Cifrar en el Tribunal Constitucional la esperanza de que esta ley inicua sea desautorizada es tan ilusorio como reclamar peras al olmo; pues a nadie se le escapa que dicho Tribunal forma parte de la misma «organización» que ha encumbrado el aborto a la categoría de derecho: una «organización» que proclama que la ley es «expresión de la voluntad popular», sin sometimiento a ningún razonamiento previo sobre lo que es justo e injusto; y así, liberada de ese razonamiento previo, la «voluntad popular» se convierte, inevitablemente, en una pura satisfacción del interés propio, que cuando se hace «mayoritario» adopta la fórmula de leyes positivas que el Tribunal Constitucional, en una labor típicamente «ancilar» o lacayuna, se limita a «encajar» en el barrizal positivista. Se suele esgrimir que el Tribunal Constitucional, allá por 1985, dictaminó que la protección del nasciturusimponía al Estado la obligación de «establecer un sistema legal para la defensa de la vida que suponga una protección efectiva de la misma». Pero se olvida que ese mismo Tribunal, en su sentencia 116/1999, de 17 de junio, afirmó que «los no nacidos no pueden considerarse en nuestro ordenamiento constitucional como titulares del derecho fundamental de la vida». O sea, donde dije «digo» digo «Diego». Que ésta, al fin, es la misión asignada al mencionado Tribunal: una misión, en verdad, depauperada y sórdida, como la del sicario a quien le toca «justificar» los crímenes de su amo; para lo cual no vacila en seguir al dedillo la doctrina establecida por Groucho Marx: «Estos son mis principios; si no le gustan, tengo otros».
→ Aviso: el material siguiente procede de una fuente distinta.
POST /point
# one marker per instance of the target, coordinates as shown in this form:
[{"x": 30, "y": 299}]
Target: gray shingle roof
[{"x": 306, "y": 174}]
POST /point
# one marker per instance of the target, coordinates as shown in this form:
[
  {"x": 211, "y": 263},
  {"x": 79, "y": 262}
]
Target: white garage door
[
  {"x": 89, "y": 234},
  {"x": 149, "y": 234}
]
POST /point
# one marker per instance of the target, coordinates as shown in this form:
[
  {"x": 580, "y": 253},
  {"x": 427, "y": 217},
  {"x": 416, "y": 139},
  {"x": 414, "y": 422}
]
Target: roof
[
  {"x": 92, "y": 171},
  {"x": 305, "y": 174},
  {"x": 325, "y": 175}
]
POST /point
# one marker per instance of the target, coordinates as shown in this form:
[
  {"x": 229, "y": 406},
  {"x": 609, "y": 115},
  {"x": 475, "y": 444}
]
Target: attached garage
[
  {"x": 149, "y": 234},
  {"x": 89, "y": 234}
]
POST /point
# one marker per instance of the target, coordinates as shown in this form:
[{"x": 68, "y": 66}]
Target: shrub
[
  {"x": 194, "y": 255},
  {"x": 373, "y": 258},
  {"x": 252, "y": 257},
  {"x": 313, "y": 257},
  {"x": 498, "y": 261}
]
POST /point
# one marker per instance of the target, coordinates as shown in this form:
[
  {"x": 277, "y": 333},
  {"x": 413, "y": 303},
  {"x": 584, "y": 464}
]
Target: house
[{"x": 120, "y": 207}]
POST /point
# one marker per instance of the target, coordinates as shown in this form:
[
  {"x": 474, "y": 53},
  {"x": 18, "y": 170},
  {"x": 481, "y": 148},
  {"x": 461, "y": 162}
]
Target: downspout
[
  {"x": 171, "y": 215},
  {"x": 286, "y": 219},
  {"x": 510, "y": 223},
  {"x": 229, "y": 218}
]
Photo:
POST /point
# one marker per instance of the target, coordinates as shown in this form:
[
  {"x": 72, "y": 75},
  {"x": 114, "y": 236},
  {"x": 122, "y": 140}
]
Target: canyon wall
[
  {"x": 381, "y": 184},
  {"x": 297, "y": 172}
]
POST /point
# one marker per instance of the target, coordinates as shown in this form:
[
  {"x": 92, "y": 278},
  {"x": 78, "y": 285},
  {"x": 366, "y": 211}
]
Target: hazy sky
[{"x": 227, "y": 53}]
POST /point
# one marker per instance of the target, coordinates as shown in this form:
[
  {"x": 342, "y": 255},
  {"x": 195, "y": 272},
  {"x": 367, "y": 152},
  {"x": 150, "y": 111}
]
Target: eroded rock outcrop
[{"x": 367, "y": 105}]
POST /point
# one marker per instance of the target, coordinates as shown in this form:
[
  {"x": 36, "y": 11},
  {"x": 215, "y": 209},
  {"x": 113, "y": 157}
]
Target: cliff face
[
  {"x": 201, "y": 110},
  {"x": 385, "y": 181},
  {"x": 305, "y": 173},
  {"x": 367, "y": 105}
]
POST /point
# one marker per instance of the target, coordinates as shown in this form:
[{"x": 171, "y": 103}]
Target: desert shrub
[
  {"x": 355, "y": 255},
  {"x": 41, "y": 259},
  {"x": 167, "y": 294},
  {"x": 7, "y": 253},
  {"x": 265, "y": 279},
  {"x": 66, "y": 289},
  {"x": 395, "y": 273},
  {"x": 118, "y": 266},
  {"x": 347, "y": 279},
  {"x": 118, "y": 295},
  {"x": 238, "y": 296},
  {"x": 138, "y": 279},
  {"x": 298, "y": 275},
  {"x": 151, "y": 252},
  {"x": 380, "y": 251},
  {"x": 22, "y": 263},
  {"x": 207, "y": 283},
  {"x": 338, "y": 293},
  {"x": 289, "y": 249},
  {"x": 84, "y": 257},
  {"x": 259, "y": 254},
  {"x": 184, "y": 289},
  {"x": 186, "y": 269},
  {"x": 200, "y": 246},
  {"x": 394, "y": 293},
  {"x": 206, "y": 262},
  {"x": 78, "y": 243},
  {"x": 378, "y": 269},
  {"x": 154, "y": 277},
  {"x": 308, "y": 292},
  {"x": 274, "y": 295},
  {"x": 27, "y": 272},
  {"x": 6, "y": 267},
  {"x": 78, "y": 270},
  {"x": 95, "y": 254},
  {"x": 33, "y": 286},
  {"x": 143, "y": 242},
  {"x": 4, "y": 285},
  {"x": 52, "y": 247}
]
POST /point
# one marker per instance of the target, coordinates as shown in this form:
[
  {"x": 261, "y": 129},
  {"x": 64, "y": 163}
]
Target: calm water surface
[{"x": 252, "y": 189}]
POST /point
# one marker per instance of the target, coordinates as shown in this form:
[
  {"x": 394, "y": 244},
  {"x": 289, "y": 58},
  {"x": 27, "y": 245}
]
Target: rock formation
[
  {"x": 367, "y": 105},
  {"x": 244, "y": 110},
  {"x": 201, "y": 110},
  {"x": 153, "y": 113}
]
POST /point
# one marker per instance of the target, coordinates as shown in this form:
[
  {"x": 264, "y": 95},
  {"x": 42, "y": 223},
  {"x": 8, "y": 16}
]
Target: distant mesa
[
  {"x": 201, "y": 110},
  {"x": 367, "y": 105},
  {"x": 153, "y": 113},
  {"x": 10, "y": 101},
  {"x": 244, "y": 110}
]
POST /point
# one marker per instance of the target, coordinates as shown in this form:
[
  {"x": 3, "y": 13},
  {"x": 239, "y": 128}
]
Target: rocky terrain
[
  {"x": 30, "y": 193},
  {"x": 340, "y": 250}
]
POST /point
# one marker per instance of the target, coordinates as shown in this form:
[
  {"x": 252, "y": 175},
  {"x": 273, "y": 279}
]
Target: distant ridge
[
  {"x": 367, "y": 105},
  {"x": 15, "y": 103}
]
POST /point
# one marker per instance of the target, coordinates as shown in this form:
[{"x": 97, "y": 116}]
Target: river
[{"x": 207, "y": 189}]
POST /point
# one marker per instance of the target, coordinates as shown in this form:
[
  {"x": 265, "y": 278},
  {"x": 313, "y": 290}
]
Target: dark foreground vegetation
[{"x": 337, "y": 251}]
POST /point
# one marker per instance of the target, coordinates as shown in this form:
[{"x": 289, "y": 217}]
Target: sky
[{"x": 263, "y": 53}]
El aborto sólo podrá detenerse si se logra una verdadera «metanoia», un cambio o conversión social; y ese cambio no lo «producirán» las leyes, ni mucho menos el teatrillo de marionetas de los togados. Con el aborto entronizado como derecho sólo acabará el testimonio contagioso de las personas que acojan amorosamente la vida, que prediquen con el ejemplo teniendo hijos y mostrando a sus contemporáneos el inmenso bien que esos hijos traen al mundo; provocando, en fin, entre sus contemporáneos envidia (sana envidia) de ese bien que a ellos les falta. Esto mismo fue lo que hizo un patricio llamado Filemón, hace veinte siglos, acogiendo como un hermano a su esclavo Onésimo, en una sociedad que había encumbrado la esclavitud a la categoría de derecho: sembrar la semilla de una conversión social.